Fim de uma tarde ensolarada de maio, conhecido como mês das noivas por razões ainda discutíveis. Em pleno outono, mais um casamento está prestes a acontecer.
A igreja toda enfeitada, tão bela que parece cena de filme. No altar, o noivo mais parecendo um pinguim dentro de um smoking alugado pelos olhos da cara, os padrinhos solteiros com cara de enterro questionando o que o amigo estava fazendo, e as madrinhas com vestidos chamativos, tanto em cor quanto em modelo, como se quisessem receber mais atenção do que a noiva. O padre está quase cochilando no altar e os convidados se mostram ansiosos, a maioria não pelo casório em si, mas sim pelo banquete da festa que se seguirá.
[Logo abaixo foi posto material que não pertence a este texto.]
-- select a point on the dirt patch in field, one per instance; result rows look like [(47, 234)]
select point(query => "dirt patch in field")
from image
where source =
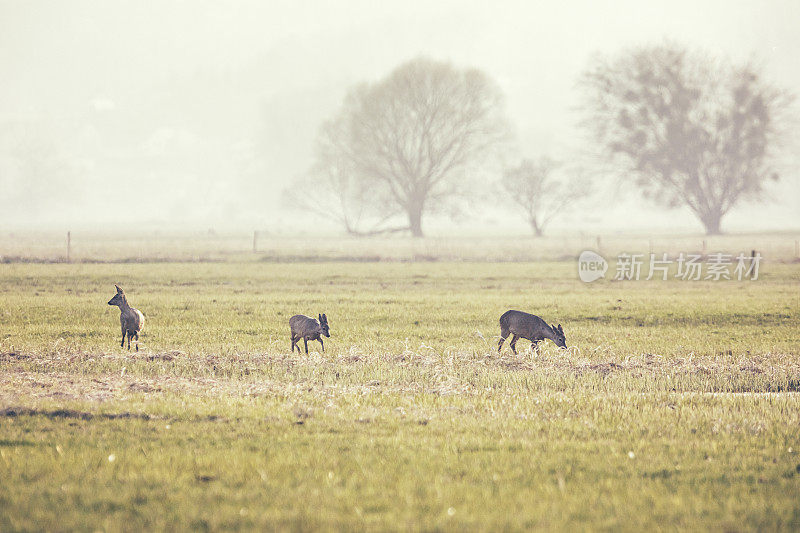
[(68, 413)]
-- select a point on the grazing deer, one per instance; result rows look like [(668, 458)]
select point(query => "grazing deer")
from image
[(529, 327), (308, 329), (131, 319)]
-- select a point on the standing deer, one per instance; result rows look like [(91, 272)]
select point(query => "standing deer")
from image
[(131, 319), (529, 327), (308, 329)]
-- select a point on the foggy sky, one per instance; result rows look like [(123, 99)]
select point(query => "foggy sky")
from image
[(198, 114)]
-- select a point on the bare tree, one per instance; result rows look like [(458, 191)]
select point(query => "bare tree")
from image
[(410, 141), (541, 189), (687, 128)]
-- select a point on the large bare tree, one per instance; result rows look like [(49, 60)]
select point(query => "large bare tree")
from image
[(409, 142), (687, 128), (542, 189)]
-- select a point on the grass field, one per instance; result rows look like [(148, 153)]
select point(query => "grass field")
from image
[(676, 406)]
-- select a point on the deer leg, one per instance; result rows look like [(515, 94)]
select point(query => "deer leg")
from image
[(503, 335), (513, 343)]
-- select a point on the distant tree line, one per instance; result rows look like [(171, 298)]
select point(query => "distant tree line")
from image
[(684, 128)]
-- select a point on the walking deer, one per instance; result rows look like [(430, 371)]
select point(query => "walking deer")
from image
[(131, 319), (308, 329), (529, 327)]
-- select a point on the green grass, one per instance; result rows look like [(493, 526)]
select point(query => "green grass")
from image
[(674, 408)]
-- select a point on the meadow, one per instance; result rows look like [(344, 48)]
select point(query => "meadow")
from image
[(675, 407)]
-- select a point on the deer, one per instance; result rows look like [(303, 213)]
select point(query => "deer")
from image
[(529, 327), (308, 329), (131, 319)]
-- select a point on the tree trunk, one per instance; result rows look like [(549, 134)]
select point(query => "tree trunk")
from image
[(538, 230), (711, 221), (415, 221)]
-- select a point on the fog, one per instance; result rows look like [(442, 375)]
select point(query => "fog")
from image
[(195, 115)]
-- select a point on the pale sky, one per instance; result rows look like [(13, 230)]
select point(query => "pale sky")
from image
[(199, 113)]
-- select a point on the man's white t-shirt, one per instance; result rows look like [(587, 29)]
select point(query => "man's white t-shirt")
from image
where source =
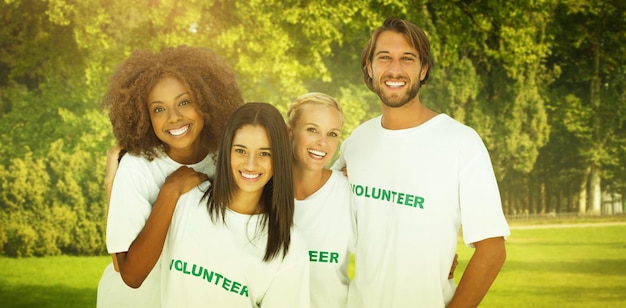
[(413, 189)]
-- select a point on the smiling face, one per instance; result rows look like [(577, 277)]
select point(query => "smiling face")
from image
[(315, 135), (395, 69), (175, 118), (251, 159)]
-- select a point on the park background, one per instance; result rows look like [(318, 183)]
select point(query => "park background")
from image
[(543, 82)]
Atrasos são muito comuns. Quem nunca esperou alguns minutinhos até que a noiva chegasse à igreja? É um dia muito importante, foi planejado por meses, detalhe por detalhe, para que tudo seja simplesmente perfeito, ou o mais perto possível. O fato é que já passou mais de meia hora e nada da noiva. Deve ser o trânsito.
Todos na igreja estão apreensivos, principalmente o noivo, suando frio, ainda assim mantendo um sorriso no rosto. Comentários maldosos começam a se espalhar, até fizeram uma aposta para saber se a moça apareceria ou não em seu próprio casamento. Algumas tias velhas conversavam com a mãe do pobre coitado, dizendo coisas como “Eu nunca confiei nessa garota” ou “Se fosse o meu filho, isso não aconteceria. Não mesmo!”.
Eis que uma criança entra na igreja para dar a notícia da chegada da noiva. Quanto alívio. O noivo solta um longo suspiro, o padre acorda, o burburinho se encerra e todos se levantam aguardando a entrada triunfal da moça.
No lado de fora da igreja, os pais da menina se aproximam do veículo. A filha estava linda naquele vestido branco de renda, usando a grinalda que foi usada por sua mãe e por sua avó, com um véu curto para destacar o seu cabelo ruivo milimetricamente ajeitado, em suas mãos um delicado buquê de tulipas vermelhas. Parecia uma princesa.
A mãe já estava em prantos, mal conseguia falar. O pai se antecipa e diz “Está pronta, filha? Todos estão esperando por você”. Sem desviar o olhar do buquê, ela assente e sai do carro, sorumbática. Não era mais possível desistir. Não, de jeito algum. A jovem se posiciona ao lado do pai, e a mãe entra para indicar o começo da marcha nupcial.
As portas se abrem enquanto as primeiras notas são tocadas. Ela atravessa a igreja com todo esplendor, sorrindo para aqueles que há poucos minutos desdenhavam dela. Aqueles que seriam sua família -- estendida, mas com todo direito de opinar sobre sua vida.
A cerimônia segue enfadonha. Anestesiada, a moça tenta se recordar de como um namoro bobo de escola culminou neste fatídico dia. Por mais quanto tempo conseguiria acreditar que estava de acordo com essa ideia desesperada de seu noivo para superar mais uma crise de relacionamento? Adiaria o fim por mais um, dois, cinco, vinte anos de uma união infeliz? De que adiantaria satisfazer a vontade de todos se, afinal, só decepcionaria a si mesma? Falta-lhe ar, mas logo se recupera. Repete votos no automático, ensaiados incansavelmente para se convencer de que havia tomado a decisão certa.
A chuva de arroz não é a única que abençoa este casamento. Uma leve garoa cai no lugar das lágrimas que gostaria de poder chorar. Ao jogar o buquê da escadaria, nenhuma solteirona é capaz de pegá-lo, caindo numa poça d'água próxima ao esgoto. A recém-casada olha a cena em um silencioso luto pelo futuro que se seguirá.
Um forte temporal desaba a caminho do salão de festas. Nada que diminuísse a pressa do noivo para comemorar seu grande feito. Sentindo-se no ápice de seu dia de sorte, ele avança o sinal vermelho. Um caminhão acerta em cheio o banco do motorista, fazendo o carro capotar a uma distância considerável.
No leito da emergência mais próxima, a jovem acorda cercada de olhares tristes. Com pesar lhe informam que seu noivo não resistiu, e ela pede um momento a sós com o corpo. Na sala de luminosidade fria e estéril, ela faz como se acariciasse o rosto irreconhecível de seu então parceiro. Junta as mãos sobre o peito e deixa escapar um sorriso em meio aos soluços. Murmura para si mesma "enfim, só".